Revel Wood (ONE): Focus, the secret to success
Revel Wood, a founding partner of ONE group solutions, says the word “focus” means different things to ONE and its clients. By outsourcing non-core activities to ONE, clients can focus on their core business. ONE’s focus is on finding solutions that can improve their client’s governance, regulation and reduce costs.
As Gary Player said, the more you practice the luckier you get, and we have been very lucky at ONE with exceptional growth, a great team and marquee client base, but this of course is through practice – repetition on a very focused business model. We are first and foremost a solutions provider, governance solutions focused and not spreading ourselves thin trying to do everything for everybody.

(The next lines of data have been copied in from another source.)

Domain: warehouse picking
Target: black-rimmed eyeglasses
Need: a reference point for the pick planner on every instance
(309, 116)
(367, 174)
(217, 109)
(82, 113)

Why Focus on core business?
The fund management industry is no longer an old boys' club. Today fund managers have to concentrate on the growing burden of regulation, governance, and pursuit of margins to meet the expectations of performance, transparency, and value for money. Meeting these expectations requires resources to be focused on front-office systems like research, digitalization, and portfolio management. Managers cannot waste resources on non-core, marginal activities like compliance, risk management, vendor and delegate oversight, and corporate secretarial that contribute to cost without improving margin or value added to the client. Indeed, fund managers' underinvestment in marginal functions, that are not core to their strategic objectives, can have the consequence of raising regulatory and operational risk.
“Firms need to get off the complacency chair and embrace the next evolution in business, namely margin sourcing”
Have fund managers dealt successfully with the burgeoning back office?
Historic lack of focus on back offices has resulted in complacency with siloed operating models, inconsistent data, incongruent reporting, and a lack of investment in automation. Over decades, burgeoning back offices created administrative quagmires from which it became difficult for fund managers to extract themselves. However, hopes of gaining efficiency, reducing cost and risk through outsourcing delivered mixed results. Firms failed to focus on the underlying cause, the lack of margin. Instead, they moved the problem geographically, administratively, or in terms of scale. They offshore, nearshore, or migrate activities to other firms that use a range of outsourcing processes or attempts to achieve scale. Meanwhile, firms lost sight of the impact on teams’ morale, and the most valuable assets of all business namely their people and their clients.
How can the focus help companies reduce risk, improve margin and morale?
Firms need to stop wasting time on marginal and margin-sapping activity. They need to get off the complacency chair and embrace the next evolution in business, namely margin sourcing. Firms should focus on getting rid of marginal activities and adopting an approach that achieves better margins and returns. Their teams will become more motivated. There will be focus on delivering clients’ needs instead of diverting attention to the myriad of non-core operational issues. Finance directors and tech teams will be able to focus spending to deliver client excellence, automation, and a more motivated team. Margin sourcing starts by removing marginal and costly activities to improve margins, investor outcomes, team morale, and a long-term sustainable business.